Manor View Elementary School's first Edible Art Competition combined creativity with confections. The competition room was filled with the smell of sweet things to eat, the bright colors of the "art" and the excited squeals of children.

The contest on April 6 was part of the school's Book Fair, which ran from April 5-8. More than 50 students from kindergarten to high school participated in the competition. There was an adult category as well.

Laura Kooyman, art teacher and Parent Teacher Association president for Manor View Elementary, came up with the idea.

"My daughter's middle school, Arbutus, holds a contest every year for their students during Youth Art Month (in March)," Kooyman said. "My daughter won last year when she was in 4th grade at the community contest and I thought with the talent we have in our school, the kids would get a real kick out of it."

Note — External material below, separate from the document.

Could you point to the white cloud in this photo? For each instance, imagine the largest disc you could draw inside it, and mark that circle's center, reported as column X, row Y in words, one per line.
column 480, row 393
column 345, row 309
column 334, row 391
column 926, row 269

Before, the school had held an ice cream social for Family Book Fair Night. However, Kooyman thought the edible contest, with its mostly dessert-like theme, would be the perfect opportunity to introduce the competition instead of the ice cream social.

Since this was the first year the school had hosted the competition, extra planning and preparation for the participating students were required.

"I spent one week showing the kids examples of other edible art and we talked about what materials they could use for 'glue' and what the examples were made of so they'd have ideas," Kooyman said.

Kooyman said she believes competitions like this help children with their development in life in general.

"Experimenting with new materials to develop creative problem-solving skills and confidence in creative self-expression are essential to success," she said.

"I think [the competition] was great and the children had a lot of fun with it," said Caroline Saladino, a Manor View Elementary music teacher and judge for the art competition. "It was a good community builder."

Although there were "winners" for each age category, Kooyman believes that everyone who participated was a winner.

"I think that since everyone was able to enjoy the 'fruits of their labor' by digging in, there were no sore losers. Kids and adults were impressed with every project and supportive. I think this helped emphasize that the creative process is every bit as important as the final product," she said.

"The best part of the evening was seeing the kids be so proud of their work. It was so precious." said Saladino.

After judging the competitors, their parents and spectators enjoyed the submissions. Judging by the smiles on everyone's face, the event was deemed such a success that Kooyman hopes the school hosts a competition as a regular, annual event.

"Especially now that people have seen [the competition] and 'get it'...and our 5th graders who won this year will probably be back as middle school contestants next year," she said.

Lumbaca is the Public Affairs Officer for the Asymmetric Warfare Group.